La atracción, y por tanto, el miedo a lo femenino no tiene límites. Eso ha sido así desde siempre. Y, quizá, por ello, ese ansia histórica de dominio de la mujer. Que no es sino un escudo defensivo para vencer el miedo. El vértigo a la intimidad, a la comunión con lo diferente, a dejarse apresar por los lazos del abrazo.
El hombre se defiende, sin embargo, tendiendo al chapuzón ligero, en lago plano, sin riesgo, y cada vez en aguas diferentes, buscando ese estremecimiento momentáneo del contacto con el agua fresca.
Tal vez para no enfrentarse a su destino: La profundidad de las aguas que empiezan a cinco metros del brocal del pozo y no terminan nunca, si miras hacia adentro.
Yo miro el cielo estrellado y me encuentro inerme ante él. Como ante los ojos de una mujer. De una mujer que te gusta y te atrae, claro. El eterno femenino. Cosas que no cambian, ni cambiarán.

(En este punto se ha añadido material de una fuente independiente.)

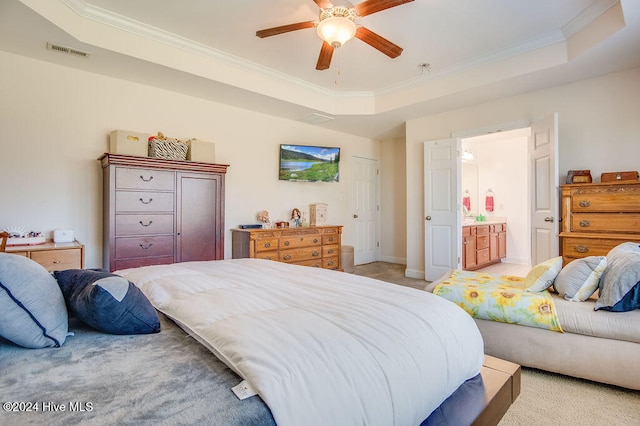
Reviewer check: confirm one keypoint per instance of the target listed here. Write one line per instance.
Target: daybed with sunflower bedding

Como este verano. Que es igual que todos los veranos. Que nos ofrece, de nuevo, un cielo estrellado, lleno de profundidad y de misterio.
Bajo su capa dos amigos hablan de lo que no saben. Aunque les gustaría saberlo. Mientras descorchan una botella de vino que les calienta la sangre. E incrementa la hermandad masculina, que es como una alianza de hierro. que les protege o, eso piensan, de la atracción del pozo. De ese mundo subterráneo y profundo que espera cuando la botella se termina.
Aunque, mientras se acaba, solo existen los lagos de postales suizas. De esas aguas transparentes y calmas, donde es imposible ahogarse de pie.